Sí, he de confesarlo. Sentía placer con la práctica de ciertas perversiones y
torturas sobre mis enemigos. Y cuando probé la sangre por primera vez… ¡No
puede imaginar el deleite que embriagó todo mi ser! ¡Jamás cosa alguna me había
extasiado tanto! No lo pude evitar. Se convirtió en un deseo irrefrenable. Una
pasión inimaginable se apoderaba de mí cuando contemplaba el líquido vital de
la existencia. ¡No podía resistirme! Y ya no conseguí detenerme. Era como una
droga. Y cuando no la tomaba, tenía lo que ustedes llaman síndrome de
abstinencia, ¿no es así?
Como ya habrá deducido por algunos pequeños detalles de nuestra conversación, el cine es uno de los inventos de sus congéneres que más me fascinan. Por supuesto, dentro de todo ese amplio submundo, también he degustado muchas de esas películas del género que ustedes denominan gore. ¡Ay, qué tiernos son ustedes en ocasiones! Si hubieran pasado un par de noches en los mejores tiempos de mi castillo, esas filmaciones les hubieran parecido más propias de Walt Disney.

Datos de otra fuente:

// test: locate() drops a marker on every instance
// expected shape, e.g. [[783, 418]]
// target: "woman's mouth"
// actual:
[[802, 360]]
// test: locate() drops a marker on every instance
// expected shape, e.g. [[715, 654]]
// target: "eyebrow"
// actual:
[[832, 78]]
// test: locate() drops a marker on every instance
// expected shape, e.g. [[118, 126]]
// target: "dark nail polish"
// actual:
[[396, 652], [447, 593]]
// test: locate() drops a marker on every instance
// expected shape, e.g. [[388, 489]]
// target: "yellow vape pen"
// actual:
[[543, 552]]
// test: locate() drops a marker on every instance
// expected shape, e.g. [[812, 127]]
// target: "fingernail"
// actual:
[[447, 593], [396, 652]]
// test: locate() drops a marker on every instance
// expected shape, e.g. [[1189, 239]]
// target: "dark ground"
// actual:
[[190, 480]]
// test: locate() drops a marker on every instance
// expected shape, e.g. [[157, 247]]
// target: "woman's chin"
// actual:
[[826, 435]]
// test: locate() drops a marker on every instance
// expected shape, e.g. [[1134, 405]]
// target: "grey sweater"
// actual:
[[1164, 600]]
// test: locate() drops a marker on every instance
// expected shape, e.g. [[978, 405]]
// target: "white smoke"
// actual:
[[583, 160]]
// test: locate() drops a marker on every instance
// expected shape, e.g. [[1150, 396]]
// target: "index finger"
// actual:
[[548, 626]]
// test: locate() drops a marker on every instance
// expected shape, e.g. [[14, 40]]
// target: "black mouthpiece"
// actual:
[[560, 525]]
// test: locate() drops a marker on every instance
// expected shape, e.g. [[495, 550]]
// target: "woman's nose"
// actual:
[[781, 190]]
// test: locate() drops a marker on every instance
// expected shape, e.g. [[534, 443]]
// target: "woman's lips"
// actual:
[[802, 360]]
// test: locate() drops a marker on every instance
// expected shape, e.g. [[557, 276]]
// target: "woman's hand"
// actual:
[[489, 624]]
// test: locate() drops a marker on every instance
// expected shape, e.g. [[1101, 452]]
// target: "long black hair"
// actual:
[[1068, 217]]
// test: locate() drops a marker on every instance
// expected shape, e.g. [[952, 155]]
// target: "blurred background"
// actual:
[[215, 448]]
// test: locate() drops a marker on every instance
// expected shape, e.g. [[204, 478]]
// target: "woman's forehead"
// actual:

Pero regresemos a nuestra historia. No era
ningún secreto en mi querida patria la existencia de unos seres ancestrales
mitad humanos, mitad demonios. Las criaturas de la noche, las llamaban los
gitanos de las aldeas. Desde muchos siglos atrás, formaban parte de la cultura
y el folclore popular de mí país. Todo el mundo conocía su existencia. Aunque
nadie quería hablar abiertamente de ello. Se consideraba de mal agüero. La
superstición era muy fuerte por aquel entonces entre los lugareños. Se temía
que, al nombrarlos o hablar de ellos, se les diera pie a venir o entrar en sus
vidas. Como una invitación. Eso no era del todo cierto. Pero el tema era tabú y
se esquivaba mencionarlo.
Sin
embargo, yo me había decidido a contactar con alguna de aquellas criaturas.
Estaba dispuesto a llegar hasta ellas. Se hablaba de que conocían el secreto de
la inmortalidad. Y de que se alimentaban exclusivamente de sangre. Cualquiera
de aquellas dos razones por separado ya era para mí más que suficiente. Las dos
juntas eran algo, más que irresistible, vital.
Claro que
tenía miedo, Víctor. No se conocía demasiado de aquellos seres, pero sí se
sabía que eran salvajes, indómitos, imprevisibles… No podía estar seguro de
salir con vida de contactar con alguno de ellos. Lo más probable es que incluso
las posibilidades fuesen mínimas. Debía de intentar ser convincente en la
exposición de mis argumentos. Debía de andar con mucha cautela. Y debía ir
solo. Así que, mi querido amigo, tenía miedo. Sentía pavor, pánico, terror. El
mismísimo príncipe de Valaquia, el azote y horror de sus enemigos y sus propios
amigos, vecinos y congéneres, aquel ser inmundo con piel humana que era capaz
de las más sangrientas y crueles atrocidades, también era capaz de sentir
temor. Había seres más poderosos y terroríficos que él sobre la faz de la
tierra. Y él quería ser como ellos. Uno de ellos.
Conseguir
mi propósito no fue tarea sencilla. Me costó meses. No se nos puede encontrar si
no queremos. Somos nosotros los que encontramos o nos dejamos ver si así lo
deseamos. Primero debía saber dónde hallarlos, cuál era su hogar o escondite si
es que lo tenían, o sus lugares de paso si eran nómadas. Me contaron de un clan
de gitanos de las montañas que conocían su paradero. Y hacia allí me encaminé.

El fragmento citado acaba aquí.